The answer: You get a discontinuity, even for the large sites. And it looks similar in magnitude (+0.091) to the main estimate from our analysis that pools all sites together (+0.129). For those who like formality, this result for the largest sites is definitely not statistically different from what we report in the paper. Conclusion: our results hold for the largest sites.

For those that are curious what you get for the smaller sites when you hold the sample fixed:

which is the result for the 79% of sites that have average total carcass counts below 20. The clearest difference between these small sites and the large sites is that the pre-trend is very different.
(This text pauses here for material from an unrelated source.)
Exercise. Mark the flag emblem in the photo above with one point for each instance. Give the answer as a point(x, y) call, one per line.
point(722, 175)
In our paper, we had very little pre-trend when we looked at the whole sample (because it was an average of these two opposing trends), making the modest upward change in the trend appear to be minor. But looking at the 79% of smaller sites, you see a different story. The trend before the sale was going down, and then it completely and abruptly flipped in the 2008. This suggests even more strongly that the broad pattern of increasing poaching across Africa and Asia originated in response to an event in 2008—and as we argue in our paper, the most plausible candidate is the 2008 sale.

In terms of the discontinuity, is the total reporting of carcasses important? Suppose we were interested in the question originally posed by DLM, how would I have answered it? There is actually a much better approach than theirs: simply run the same complete model for the data, but allow the size of the discontinuity to be a function of the average number of carcasses reported at a site. (Mathematically, this is accomplished simply by simply interacting average total carcass reporting with the post 2008 dummy variable.) Notably, I use the natural logarithm of average total carcasses for this interaction because the distribution of total carcasses is roughly log-normal. When I allow the effect of the sale to vary linearly with the “log size” of sites, this is what I get:

The black line is our original estimate pooling all the data with the 95% confidence interval in grey. The red line is the effect that is allowed to vary with log size. Basically, we see a very slight downward trend, but essentially we see nothing. Our pooled estimate is a very good approximation of the discontinuity exhibited across the sample.

We can even get a little more flexible, allowing for the effect of log size to be nonlinear. Here is what you get if I allow it to be cubic (a third-order polynomial), which allows for asymmetry. This is stretching the data pretty hard, especially since I’m allowing each country to have separate trends before and after the sale. Regardless, we see that except for the sites with the lowest reporting rates, the estimated effect is always within our originally reported confidence interval. At the smallest sites, the effect looks even larger, but these sites cannot be driving our result since there are not that many of them (see the histogram at the bottom of the figure):

Thus in conclusion: DLM made numerous minor errors (that have little effect) and one catastrophic error, selection of a sample based on outcomes, that undermines all conclusions they draw about whether the discontinuity in poaching depended on the “size” of sites.  Correcting this error by holding the sample of large sites fixed reveals that a discontinuity is also present for these larger sites.  Moreover, looking across the entire spectrum of sizes with a continuous model, we see that at no “size” does the effect of the sale vanish and instead that the pooled estimate is a good approximation of the entire sample (at least in terms of the size of the discontinuity) except for a few of the smallest sites that have an even larger jump in PIKE. 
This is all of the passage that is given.